The computing unit 701 performs the various methods and processing described above,
for example, the method of generating a virtual idol. For example, in some embodiments,
the method of generating a virtual idol may be implemented as a computer software
program, which is tangibly contained in a machine-readable medium, such as the storage
unit 708. In some embodiments, a part or all of the computer program may be loaded
and/or installed onto the device 70 via the ROM 702 and/or the communication unit
709. When the computer program is loaded onto the RAM 703 and executed by the computing
unit 701, one or more steps of the method of generating a virtual idol described above
can be performed. Alternatively, in other embodiments, the computing unit 701 may
be configured, by any other suitable means (for example, by means of firmware), to
perform the method of generating a virtual idol.

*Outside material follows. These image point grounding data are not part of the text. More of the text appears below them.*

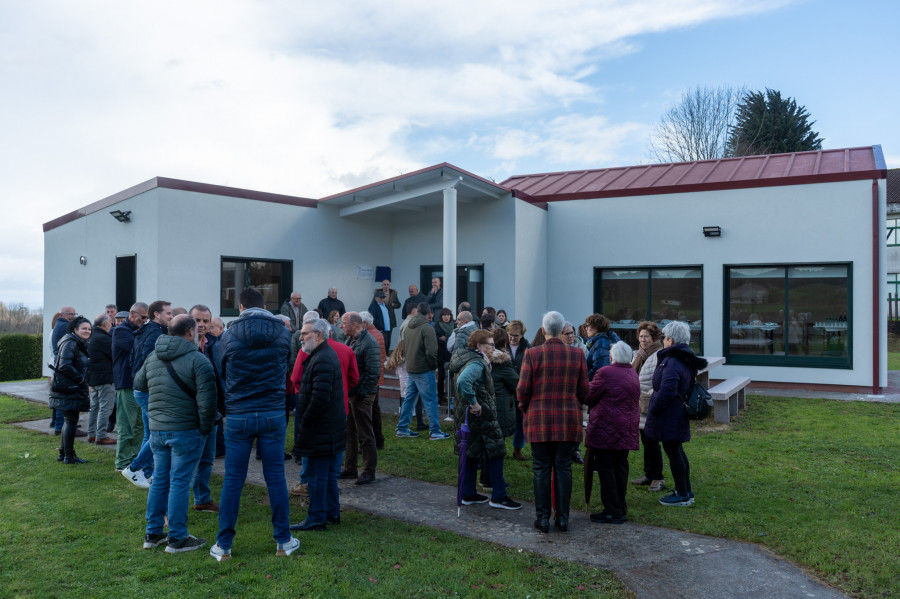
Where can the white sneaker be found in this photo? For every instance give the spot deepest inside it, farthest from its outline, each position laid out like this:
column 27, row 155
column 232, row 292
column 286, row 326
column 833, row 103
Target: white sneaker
column 288, row 548
column 136, row 478
column 223, row 554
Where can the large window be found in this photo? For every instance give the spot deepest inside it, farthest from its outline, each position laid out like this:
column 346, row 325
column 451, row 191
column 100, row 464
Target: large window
column 629, row 295
column 788, row 315
column 273, row 278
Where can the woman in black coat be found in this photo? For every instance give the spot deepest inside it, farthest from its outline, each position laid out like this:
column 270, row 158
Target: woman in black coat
column 69, row 389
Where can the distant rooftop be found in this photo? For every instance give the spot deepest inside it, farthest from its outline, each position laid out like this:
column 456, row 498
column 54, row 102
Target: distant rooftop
column 768, row 170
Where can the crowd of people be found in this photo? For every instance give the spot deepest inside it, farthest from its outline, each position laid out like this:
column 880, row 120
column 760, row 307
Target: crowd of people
column 181, row 389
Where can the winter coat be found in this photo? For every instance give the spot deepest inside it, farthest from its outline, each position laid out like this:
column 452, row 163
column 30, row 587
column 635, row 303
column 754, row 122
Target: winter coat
column 123, row 343
column 368, row 363
column 552, row 386
column 170, row 408
column 252, row 358
column 474, row 383
column 505, row 379
column 320, row 406
column 69, row 375
column 420, row 346
column 614, row 411
column 99, row 346
column 144, row 343
column 675, row 371
column 598, row 352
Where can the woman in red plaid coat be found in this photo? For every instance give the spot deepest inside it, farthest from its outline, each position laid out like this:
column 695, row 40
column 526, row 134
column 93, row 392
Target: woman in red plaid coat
column 552, row 386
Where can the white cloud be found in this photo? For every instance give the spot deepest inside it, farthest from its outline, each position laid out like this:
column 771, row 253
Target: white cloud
column 304, row 98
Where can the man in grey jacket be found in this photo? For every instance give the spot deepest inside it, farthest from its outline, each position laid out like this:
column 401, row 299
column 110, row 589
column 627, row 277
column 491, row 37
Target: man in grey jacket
column 360, row 432
column 181, row 385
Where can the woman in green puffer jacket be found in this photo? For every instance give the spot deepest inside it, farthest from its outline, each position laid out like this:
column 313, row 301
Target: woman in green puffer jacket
column 475, row 395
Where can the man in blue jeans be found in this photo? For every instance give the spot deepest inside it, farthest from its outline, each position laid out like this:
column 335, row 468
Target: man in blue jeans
column 420, row 348
column 252, row 356
column 181, row 386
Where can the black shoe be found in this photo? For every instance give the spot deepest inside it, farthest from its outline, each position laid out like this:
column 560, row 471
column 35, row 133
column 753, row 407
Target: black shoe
column 365, row 478
column 307, row 526
column 604, row 518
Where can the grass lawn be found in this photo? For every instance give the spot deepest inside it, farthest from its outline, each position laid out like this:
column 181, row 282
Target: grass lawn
column 813, row 480
column 76, row 531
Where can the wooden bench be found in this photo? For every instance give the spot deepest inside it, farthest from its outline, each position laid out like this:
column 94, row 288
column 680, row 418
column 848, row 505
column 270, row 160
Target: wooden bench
column 728, row 398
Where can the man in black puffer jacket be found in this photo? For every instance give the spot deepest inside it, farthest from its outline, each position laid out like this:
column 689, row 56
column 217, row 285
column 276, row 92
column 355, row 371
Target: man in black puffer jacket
column 323, row 425
column 252, row 356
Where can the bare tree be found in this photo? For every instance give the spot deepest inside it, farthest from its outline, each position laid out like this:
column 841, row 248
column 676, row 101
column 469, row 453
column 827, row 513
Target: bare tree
column 697, row 127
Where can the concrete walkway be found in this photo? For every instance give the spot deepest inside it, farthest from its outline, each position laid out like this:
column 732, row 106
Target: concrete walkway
column 653, row 562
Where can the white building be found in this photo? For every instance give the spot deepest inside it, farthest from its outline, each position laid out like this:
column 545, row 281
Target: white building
column 776, row 261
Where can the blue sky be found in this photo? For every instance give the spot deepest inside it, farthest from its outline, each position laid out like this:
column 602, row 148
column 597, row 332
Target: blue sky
column 302, row 98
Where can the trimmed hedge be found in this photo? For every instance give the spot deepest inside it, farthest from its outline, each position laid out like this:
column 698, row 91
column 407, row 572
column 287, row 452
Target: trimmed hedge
column 20, row 356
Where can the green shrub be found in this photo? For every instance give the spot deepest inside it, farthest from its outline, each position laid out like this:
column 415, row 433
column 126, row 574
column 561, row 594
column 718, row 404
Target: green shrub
column 20, row 356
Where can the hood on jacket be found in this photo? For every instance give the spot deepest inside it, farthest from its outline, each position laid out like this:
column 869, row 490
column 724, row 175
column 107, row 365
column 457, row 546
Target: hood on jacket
column 256, row 328
column 418, row 321
column 500, row 357
column 168, row 347
column 684, row 354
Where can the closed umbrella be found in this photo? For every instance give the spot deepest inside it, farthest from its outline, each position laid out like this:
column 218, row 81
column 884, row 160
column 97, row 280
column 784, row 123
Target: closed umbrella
column 461, row 470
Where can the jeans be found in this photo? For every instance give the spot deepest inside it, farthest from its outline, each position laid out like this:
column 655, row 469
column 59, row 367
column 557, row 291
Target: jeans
column 422, row 383
column 612, row 467
column 268, row 429
column 652, row 458
column 103, row 398
column 144, row 459
column 681, row 468
column 548, row 459
column 202, row 493
column 495, row 473
column 176, row 454
column 519, row 433
column 360, row 435
column 324, row 499
column 131, row 429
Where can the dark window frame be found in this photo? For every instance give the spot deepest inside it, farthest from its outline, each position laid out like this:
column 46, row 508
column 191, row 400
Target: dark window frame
column 598, row 289
column 786, row 360
column 287, row 280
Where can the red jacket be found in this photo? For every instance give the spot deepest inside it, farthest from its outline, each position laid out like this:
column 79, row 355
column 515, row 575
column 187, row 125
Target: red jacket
column 349, row 371
column 552, row 386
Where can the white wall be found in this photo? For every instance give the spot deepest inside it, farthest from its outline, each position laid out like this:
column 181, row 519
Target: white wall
column 829, row 222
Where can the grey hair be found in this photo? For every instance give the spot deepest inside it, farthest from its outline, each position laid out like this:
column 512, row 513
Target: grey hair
column 323, row 327
column 620, row 353
column 677, row 331
column 553, row 323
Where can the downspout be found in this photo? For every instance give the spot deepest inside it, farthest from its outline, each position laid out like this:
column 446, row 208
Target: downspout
column 876, row 292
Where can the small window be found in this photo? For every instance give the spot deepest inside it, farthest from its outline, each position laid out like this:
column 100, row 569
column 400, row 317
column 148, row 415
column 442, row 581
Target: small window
column 788, row 315
column 273, row 278
column 629, row 295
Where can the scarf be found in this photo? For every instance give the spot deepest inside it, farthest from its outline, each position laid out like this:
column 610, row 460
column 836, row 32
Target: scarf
column 643, row 354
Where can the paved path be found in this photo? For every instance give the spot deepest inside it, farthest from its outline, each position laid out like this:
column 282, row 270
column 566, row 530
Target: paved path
column 653, row 562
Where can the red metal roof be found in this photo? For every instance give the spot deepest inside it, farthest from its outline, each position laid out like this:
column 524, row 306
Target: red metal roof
column 769, row 170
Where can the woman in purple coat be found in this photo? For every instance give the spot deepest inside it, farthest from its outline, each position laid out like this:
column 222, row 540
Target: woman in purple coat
column 613, row 430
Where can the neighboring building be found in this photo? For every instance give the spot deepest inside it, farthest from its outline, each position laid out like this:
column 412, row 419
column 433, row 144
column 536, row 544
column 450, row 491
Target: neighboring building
column 776, row 261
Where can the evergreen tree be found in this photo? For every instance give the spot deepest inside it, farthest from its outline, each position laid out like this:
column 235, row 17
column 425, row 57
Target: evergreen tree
column 769, row 124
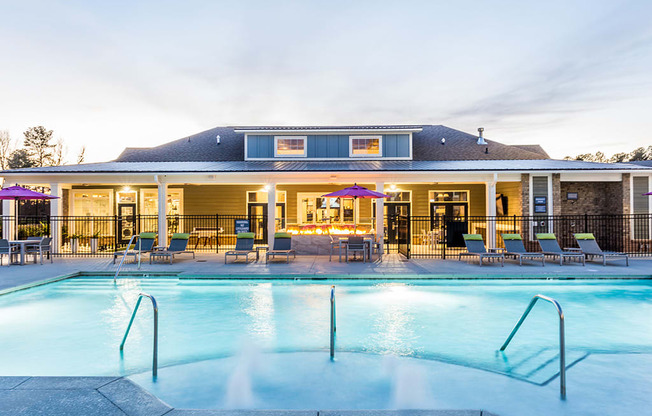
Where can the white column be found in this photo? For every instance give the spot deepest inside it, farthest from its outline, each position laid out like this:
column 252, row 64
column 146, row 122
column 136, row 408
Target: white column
column 162, row 214
column 56, row 210
column 491, row 212
column 271, row 212
column 380, row 213
column 8, row 210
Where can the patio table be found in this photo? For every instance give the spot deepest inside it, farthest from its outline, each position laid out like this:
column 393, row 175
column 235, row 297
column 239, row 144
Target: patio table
column 22, row 244
column 368, row 242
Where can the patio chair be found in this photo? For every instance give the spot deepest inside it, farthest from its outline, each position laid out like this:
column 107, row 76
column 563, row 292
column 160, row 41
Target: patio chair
column 356, row 244
column 178, row 245
column 6, row 250
column 146, row 242
column 550, row 247
column 42, row 245
column 244, row 245
column 282, row 247
column 514, row 247
column 475, row 247
column 590, row 248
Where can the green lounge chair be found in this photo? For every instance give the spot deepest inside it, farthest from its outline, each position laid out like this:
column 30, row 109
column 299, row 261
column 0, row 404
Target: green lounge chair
column 514, row 247
column 475, row 247
column 244, row 245
column 145, row 244
column 590, row 248
column 178, row 245
column 282, row 247
column 550, row 247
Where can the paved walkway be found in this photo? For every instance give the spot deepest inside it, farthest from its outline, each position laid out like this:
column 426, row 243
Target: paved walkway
column 392, row 266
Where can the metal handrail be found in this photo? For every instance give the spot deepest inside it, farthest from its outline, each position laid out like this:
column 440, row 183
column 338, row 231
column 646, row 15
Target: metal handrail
column 333, row 326
column 124, row 256
column 131, row 321
column 562, row 338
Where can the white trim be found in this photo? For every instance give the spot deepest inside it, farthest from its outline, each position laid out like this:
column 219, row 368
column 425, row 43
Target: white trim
column 364, row 156
column 333, row 130
column 305, row 146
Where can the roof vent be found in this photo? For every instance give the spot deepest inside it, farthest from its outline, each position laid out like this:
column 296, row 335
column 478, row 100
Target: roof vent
column 481, row 141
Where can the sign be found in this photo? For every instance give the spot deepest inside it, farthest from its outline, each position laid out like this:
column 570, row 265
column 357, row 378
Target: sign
column 540, row 200
column 241, row 226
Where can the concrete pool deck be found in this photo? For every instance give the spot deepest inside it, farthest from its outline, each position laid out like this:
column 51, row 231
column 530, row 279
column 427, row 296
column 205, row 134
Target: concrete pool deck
column 392, row 266
column 119, row 396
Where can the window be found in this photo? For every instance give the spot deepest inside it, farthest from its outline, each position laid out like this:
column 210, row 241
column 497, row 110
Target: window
column 290, row 146
column 365, row 146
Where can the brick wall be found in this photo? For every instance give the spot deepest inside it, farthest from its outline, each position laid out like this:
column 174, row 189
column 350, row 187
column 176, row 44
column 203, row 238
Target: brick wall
column 594, row 198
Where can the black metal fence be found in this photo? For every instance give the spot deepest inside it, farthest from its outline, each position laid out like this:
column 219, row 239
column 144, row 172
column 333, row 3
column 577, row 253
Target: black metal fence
column 441, row 237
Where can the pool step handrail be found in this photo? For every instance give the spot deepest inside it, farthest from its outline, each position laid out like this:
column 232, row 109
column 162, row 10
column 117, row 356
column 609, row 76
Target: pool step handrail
column 333, row 326
column 131, row 321
column 124, row 256
column 562, row 338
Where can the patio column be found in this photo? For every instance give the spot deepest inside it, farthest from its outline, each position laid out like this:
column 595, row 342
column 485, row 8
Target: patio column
column 162, row 214
column 56, row 210
column 490, row 186
column 8, row 210
column 271, row 212
column 380, row 214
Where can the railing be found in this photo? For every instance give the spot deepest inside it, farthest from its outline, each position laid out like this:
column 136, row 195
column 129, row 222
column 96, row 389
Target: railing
column 562, row 338
column 131, row 321
column 441, row 236
column 333, row 326
column 125, row 254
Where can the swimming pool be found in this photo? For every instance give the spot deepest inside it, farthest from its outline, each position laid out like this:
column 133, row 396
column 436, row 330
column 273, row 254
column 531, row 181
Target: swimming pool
column 74, row 326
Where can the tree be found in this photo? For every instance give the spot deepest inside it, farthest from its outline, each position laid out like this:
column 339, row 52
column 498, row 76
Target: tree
column 37, row 144
column 19, row 159
column 82, row 155
column 5, row 149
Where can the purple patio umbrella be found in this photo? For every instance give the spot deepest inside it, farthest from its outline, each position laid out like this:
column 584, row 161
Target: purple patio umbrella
column 18, row 193
column 356, row 192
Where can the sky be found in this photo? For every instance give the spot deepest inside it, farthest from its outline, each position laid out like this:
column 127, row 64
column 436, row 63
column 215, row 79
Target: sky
column 573, row 76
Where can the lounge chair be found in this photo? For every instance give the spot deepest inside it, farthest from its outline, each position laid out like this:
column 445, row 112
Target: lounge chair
column 514, row 247
column 145, row 243
column 282, row 247
column 6, row 250
column 244, row 245
column 590, row 248
column 354, row 245
column 178, row 245
column 475, row 247
column 550, row 247
column 41, row 246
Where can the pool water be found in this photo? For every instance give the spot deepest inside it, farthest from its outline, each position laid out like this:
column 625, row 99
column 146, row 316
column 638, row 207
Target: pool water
column 74, row 326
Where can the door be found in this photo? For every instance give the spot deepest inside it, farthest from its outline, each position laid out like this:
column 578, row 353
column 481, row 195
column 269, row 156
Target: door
column 392, row 210
column 126, row 222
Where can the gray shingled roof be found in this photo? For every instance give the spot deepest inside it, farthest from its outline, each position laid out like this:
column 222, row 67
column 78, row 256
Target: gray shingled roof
column 426, row 146
column 332, row 166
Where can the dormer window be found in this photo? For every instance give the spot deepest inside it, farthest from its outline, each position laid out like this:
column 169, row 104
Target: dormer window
column 365, row 146
column 290, row 146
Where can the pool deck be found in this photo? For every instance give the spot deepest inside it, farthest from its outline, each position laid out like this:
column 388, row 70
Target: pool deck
column 392, row 266
column 119, row 396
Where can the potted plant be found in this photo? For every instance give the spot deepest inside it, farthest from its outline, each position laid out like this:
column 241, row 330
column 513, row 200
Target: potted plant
column 74, row 242
column 95, row 240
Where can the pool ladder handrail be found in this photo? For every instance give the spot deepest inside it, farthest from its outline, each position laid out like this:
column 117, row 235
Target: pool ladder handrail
column 131, row 321
column 124, row 256
column 562, row 338
column 333, row 326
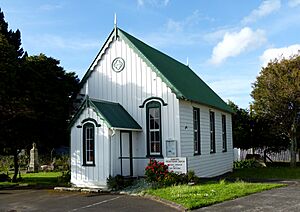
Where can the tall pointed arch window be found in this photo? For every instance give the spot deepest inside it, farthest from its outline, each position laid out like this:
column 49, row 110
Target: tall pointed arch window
column 154, row 131
column 88, row 144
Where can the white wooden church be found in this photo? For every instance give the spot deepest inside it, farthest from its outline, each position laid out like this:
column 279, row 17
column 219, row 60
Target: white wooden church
column 139, row 104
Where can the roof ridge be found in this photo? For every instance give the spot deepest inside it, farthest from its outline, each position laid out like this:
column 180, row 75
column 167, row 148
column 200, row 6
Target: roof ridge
column 153, row 48
column 103, row 101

[0102] Various implementations of the systems and technologies described herein above can
be implemented in a digital electronic circuit system, an integrated circuit system,
a field programmable gate array (FPGA), an application-specific integrated circuit
(ASIC), an application-specific standard product (ASSP), a system-on-chip (SOC) system,
a complex programmable logical device (CPLD), computer hardware, firmware, software,
and/or a combination thereof. These various implementations may include: The systems
and technologies are implemented in one or more computer programs, where the one or
more computer programs may be executed and/or interpreted on a programmable system
including at least one programmable processor. The programmable processor may be a
dedicated or general-purpose programmable processor that can receive data and instructions
from a storage system, at least one input apparatus, and at least one output apparatus,
and transmit data and instructions to the storage system, the at least one input apparatus,
and the at least one output apparatus.
[0103] Program codes used to implement the method of the present disclosure can be written
in any combination of one or more programming languages. These program codes may be
provided for a processor or a controller of a general-purpose computer, a special-purpose
computer, or other programmable data processing apparatuses, such that when the program
codes are executed by the processor or the controller, the functions/operations specified
in the flowcharts and/or block diagrams are implemented. The program codes may be
completely executed on a machine, or partially executed on a machine, or may be, as
an independent software package, partially executed on a machine and partially executed
on a remote machine, or completely executed on a remote machine or a server.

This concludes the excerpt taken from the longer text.